Germaine Greer calls on universities to rethink rape response

New book weighs merits of secure reporting software that alerts institutions if an alleged offender crops up more than once

September 6, 2018
Germaine Greer
Source: Alamy

Germaine Greer, the controversial feminist academic, has called on universities to rethink how they handle allegations of rape and sexual assault on campus.

Professor Greer’s new book, On Rape, has already attracted significant controversy for proposing softer sentences for sexual assault. Discussing the book, she has suggested that many rapes are little different from “bad sex”.

Much of the text, however, addresses specific issues within universities. Professor Greer recalls teaching at the University of Warwick 20 years ago and “observing first-hand the effects of sexual depredations on my female students”. She describes “the shockingly high incidence of rapes on college campuses”, which has led to “deeper confusion and bitterer antagonism between the sexes”.

Yet she dismisses the initiatives of some US universities that “ask individuals intending to have sex to set out the conditions under which they are prepared to go ahead, specifying condom use, orifices accessible, ejaculation where, as if sex could be programmed in advance”.

Victims of rape were often keen to tell their stories, yet legal processes frequently made this humiliating and traumatic. “Women are now being encouraged to speak out and pursue redress through the courts,” Professor Greer told Times Higher Education, “even though they seldom succeed in having the offence recognised, let alone expiated. To be discredited instead of vindicated is probably more traumatic, certainly more public, than the rape itself.”

It was also while at Warwick, according to her book, that “it became clear to [Professor Greer] that the perpetrators of sexual harassment were…a self-selecting group of serial offenders”. This suggested possible ways forward. Some universities have adopted a website called Callisto, where victims of sexual assault can report their experiences in a secure document that gets passed on to the institutions concerned only if an alleged perpetrator is named several times. This might certainly have flagged up the dangers presented by a college footballer twice accused of rape (although the two women, unable to face the court process, withdrew their complaints) who went on to assault other women and was later convicted of murder.

Yet Professor Greer admitted that even this option presented a number of difficulties. “The problem with Callisto and similar attempts is that the women’s narratives must be securely encrypted so that even the original institutions and contributors cannot access them,” she said.

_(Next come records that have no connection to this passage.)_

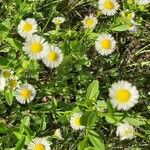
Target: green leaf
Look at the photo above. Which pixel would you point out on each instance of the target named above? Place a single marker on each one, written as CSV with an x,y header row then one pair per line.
x,y
43,122
121,28
3,27
28,131
96,140
92,90
110,107
110,119
3,61
83,144
24,122
14,43
9,97
3,129
135,121
89,118
20,143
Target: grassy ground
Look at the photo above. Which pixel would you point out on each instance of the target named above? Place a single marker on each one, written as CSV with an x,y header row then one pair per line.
x,y
62,91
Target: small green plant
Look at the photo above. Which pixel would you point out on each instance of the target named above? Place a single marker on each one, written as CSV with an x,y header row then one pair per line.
x,y
74,75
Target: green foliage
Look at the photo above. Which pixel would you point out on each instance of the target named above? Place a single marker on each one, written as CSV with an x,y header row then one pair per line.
x,y
80,83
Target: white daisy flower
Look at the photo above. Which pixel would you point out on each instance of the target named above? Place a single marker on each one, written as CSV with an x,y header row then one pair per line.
x,y
125,131
27,27
123,95
90,22
57,134
142,2
127,14
39,144
35,47
13,82
2,83
7,73
53,57
58,20
108,7
75,121
133,26
25,93
105,44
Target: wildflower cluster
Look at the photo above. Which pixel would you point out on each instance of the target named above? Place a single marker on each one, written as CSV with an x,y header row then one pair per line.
x,y
73,82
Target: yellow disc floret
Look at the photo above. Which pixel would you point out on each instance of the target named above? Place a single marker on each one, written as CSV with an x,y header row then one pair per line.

“If this proves not to be the case (and hackers are everywhere), the institutions could face ruinous litigation on the grounds of libel. What is more, if the accused individuals are potentially guilty of a serious criminal offence, the institutions involved would be guilty of dereliction of duty if the police had not been informed in the first instance.”

In the longer term, Professor Greer added, “the only way forward is for women to define the nature and gravity of the offence by investigation, argument and discussion”. Universities might be among the best places to carry out this essential work, she suggested.

matthew.reisz@timeshighereducation.com

Germaine Greer’s On Rape is published on 6 September by Bloomsbury.